The findings from rock samples collected and examined by Opportunity have confirmed an ancient wet environment that was milder and older than the acidic and oxidising conditions revealed by rocks the rover examined previously, NASA said.
“While Mars is too cold now to have the liquid water needed for life, we’ve had evidence for past water activity on the planet from satellite images of valleys and analysis of rocks by the Rovers,” Dr Paulo de Souza, who is on the science team led by Cornell University’s Professor Steven Squyres, said.
“But the water that once shaped those landscapes and minerals was as acidic as vinegar,” de Souza from the Commonwealth Scientific and Industrial Research Organisation (CSIRO) said in a statement.

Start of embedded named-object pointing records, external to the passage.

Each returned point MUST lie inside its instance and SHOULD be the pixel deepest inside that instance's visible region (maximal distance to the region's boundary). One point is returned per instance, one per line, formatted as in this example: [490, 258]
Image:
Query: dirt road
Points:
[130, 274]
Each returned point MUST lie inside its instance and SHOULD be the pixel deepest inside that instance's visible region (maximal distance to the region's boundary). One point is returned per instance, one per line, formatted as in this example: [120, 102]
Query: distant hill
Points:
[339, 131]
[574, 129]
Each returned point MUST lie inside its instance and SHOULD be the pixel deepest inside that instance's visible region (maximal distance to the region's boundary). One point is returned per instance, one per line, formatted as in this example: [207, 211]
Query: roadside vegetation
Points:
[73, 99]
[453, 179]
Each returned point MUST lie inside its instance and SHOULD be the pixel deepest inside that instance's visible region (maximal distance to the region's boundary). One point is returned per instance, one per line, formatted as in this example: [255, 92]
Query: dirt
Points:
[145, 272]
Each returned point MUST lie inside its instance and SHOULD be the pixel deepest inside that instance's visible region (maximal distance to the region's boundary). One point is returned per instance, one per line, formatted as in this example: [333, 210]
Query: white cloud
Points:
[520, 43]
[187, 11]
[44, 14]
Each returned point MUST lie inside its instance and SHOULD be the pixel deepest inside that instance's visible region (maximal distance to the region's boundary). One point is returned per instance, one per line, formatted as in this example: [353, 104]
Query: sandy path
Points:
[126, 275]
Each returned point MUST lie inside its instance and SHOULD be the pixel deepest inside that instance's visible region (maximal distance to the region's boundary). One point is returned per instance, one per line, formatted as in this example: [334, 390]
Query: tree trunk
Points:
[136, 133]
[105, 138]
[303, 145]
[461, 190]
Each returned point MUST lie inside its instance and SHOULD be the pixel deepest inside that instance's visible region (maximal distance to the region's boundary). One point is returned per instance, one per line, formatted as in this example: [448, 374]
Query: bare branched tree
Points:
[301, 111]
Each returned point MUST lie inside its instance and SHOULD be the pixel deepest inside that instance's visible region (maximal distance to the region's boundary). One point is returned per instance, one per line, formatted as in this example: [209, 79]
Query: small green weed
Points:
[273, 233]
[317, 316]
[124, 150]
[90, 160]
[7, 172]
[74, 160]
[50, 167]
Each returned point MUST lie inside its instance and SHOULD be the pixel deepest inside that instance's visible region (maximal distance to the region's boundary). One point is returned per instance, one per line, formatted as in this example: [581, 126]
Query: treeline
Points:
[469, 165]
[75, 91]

“Our latest research has found not only the earliest episode of water activity documented yet by the Opportunity Rover, but that the geochemistry of the 4 billion year old rocks indicates extensive deposits of past water that’s among the freshest, most life-sustaining found so far anywhere on Mars,” said de Souza.
“If there was ever life on Mars, then this would have been the mud for it to live in,” he said.
On the day of its 10th anniversary on the Red Planet, Opportunity is examining the rim of the Endeavour Crater. It has driven 38.7 kilometres from where it landed on January 24, 2004. The site is about halfway around the planet from NASA’s latest Mars rover, Curiosity.
To find rocks for examination, the rover team steered Opportunity in a loop, scanning the ground for promising rocks in an area of Endeavour’s rim called Matijevic Hill.
The mineral-mapping instrument on NASA’s Mars Reconnaissance Orbiter (MRO) detected evidence on Matijevic Hill of a clay mineral known as iron-rich smectite.
“These rocks are older than any we examined earlier in the mission, and they reveal more favourable conditions for microbial life than any evidence previously examined by investigations with Opportunity,” said Opportunity Deputy Principal Investigator Ray Arvidson.
The Opportunity team set a goal to examine this mineral in its natural context – where it is found, how it is situated with respect to other minerals and the area’s geological layers – a valuable method for gathering more information about this ancient environment.
Researchers believe the wet conditions that produced the iron-rich smectite preceded the formation of the Endeavor Crater about 4 billion years ago.
The findings appear in the journal Science.